Recently four books were published about Franciscan Friars in Indonesia.
The first published was Eddy Kristiyanto, Khresna mencari raga. Mengenang Kehadiran Fransiskan (di) Indonesia (Yogyakarta: Lamalera, 2009. The 756 pages of the book present 70 documents in Indonesian, but also Latin, Dutch or English (part 3). A first part discusses the older history intil 1929. The central second part is about Franciscan Friars between 1929-2009 (but not the Capuchin Friars, nor the many sisters with a Franciscan spirituality. Because the Saint Michael Custody does not include the great Papua section, only short references to that history are made (some stories about Leo Laba Ladjar, now bishop of Jayapura). This quite loosely written book with nice anecdotes, much institutional history, concentrates on the internal history of the Franciscans. The title can be read as: the divine Krishna seeks a concrete body. In Sndanese (and Javanese) popular stories the great text of Mahabharata is retold and here Krishna is a vir dei, a 'man of God' like Sant Francis (introduction:liv-lvi).

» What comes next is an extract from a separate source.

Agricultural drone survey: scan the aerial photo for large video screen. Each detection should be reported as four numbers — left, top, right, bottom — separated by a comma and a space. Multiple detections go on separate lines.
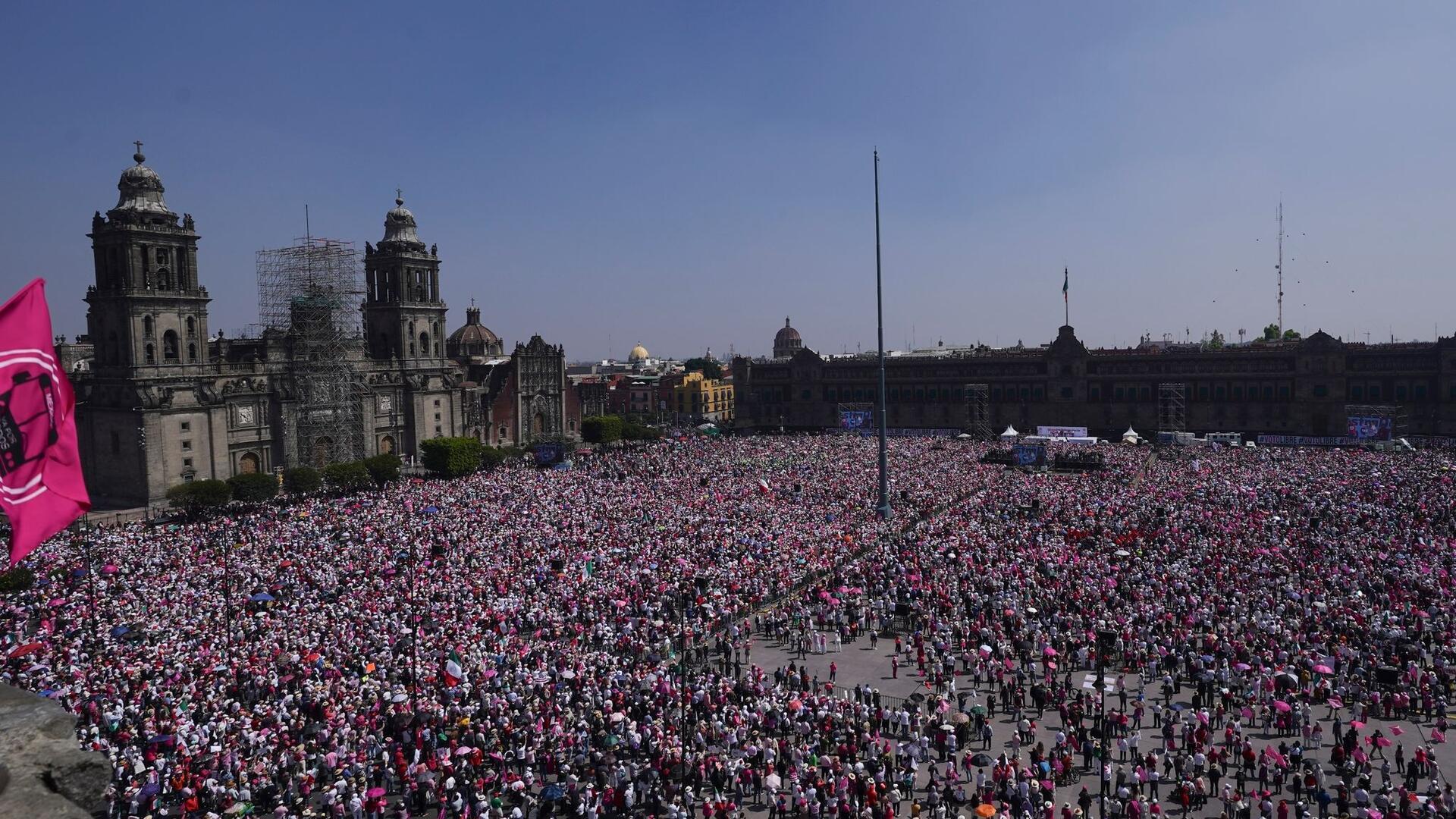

While reading in this book a see Romo Eddy as a joyful, selfconfident, and well educated successor to Saint Francis, able to speak to the academic world and to common people as well.
In this period I received through the kind help of Bishop Jan de Kok, the Dutch text of the history of the Javanese Franciscans by Anton Baan. It was written in Dutch as Nederlandse Minderbroeders in Indonesië, 1929-1983 in 1998 and was translated into Indonesian in 2004. Kristiyanto quotes Baan only 13 times (against Steenbrink's Orang-orasng Katolik di indonesia 10 times, while the last book only presents the history until 1942. He has the much looser style. A nice word is on page 165: kaplingisasi as a criticism of dividing the Indonesian territory into districts for different religious orders.
The third book is by Jan Sloot, Hoe God verscheen in Papoea. Nederlandse franciscanen in Papoea, 1937-1987 (Nijmegen:Valkhof Pers, 2010, 416). It was presented in a festive meeting in Alverna, close to Nijmegen, on 29 April 2010. Jan Sloot was three decades (1954 tot 1985) a member of the Franciscan order, worked between 1961-7 in Japan. He was asked to write this book. After thorough research in the very rich archives and a trip to the region with its great contrasts (coast, Paniai Lakes, Balim Valley, southern region of Agats). It has to be regretted that the book (like all publications discussed here) do not present the last decades: it halts in the 1980s.
The last book is by Frans Lieshout, born in 1935 and since 1964 a missionary in Indonesian Papua. His book about the small but quite densely populated Balim Valley is written for the local population: with many small details of villages, families, extended versions of local myths, quite a few words in Balim language like honai for a recemonial place, kain for a chief. There is a long story about teacher Agustinus Kabes (from Fak-Fak), killed by someone from Balim and now seen as the first martyr of the mission (131-150).
While reading this local history I wonder how much I still have to read before I will start writing a much more distant and shorter history of this part of Catholics in Indonesia, 1945-2010?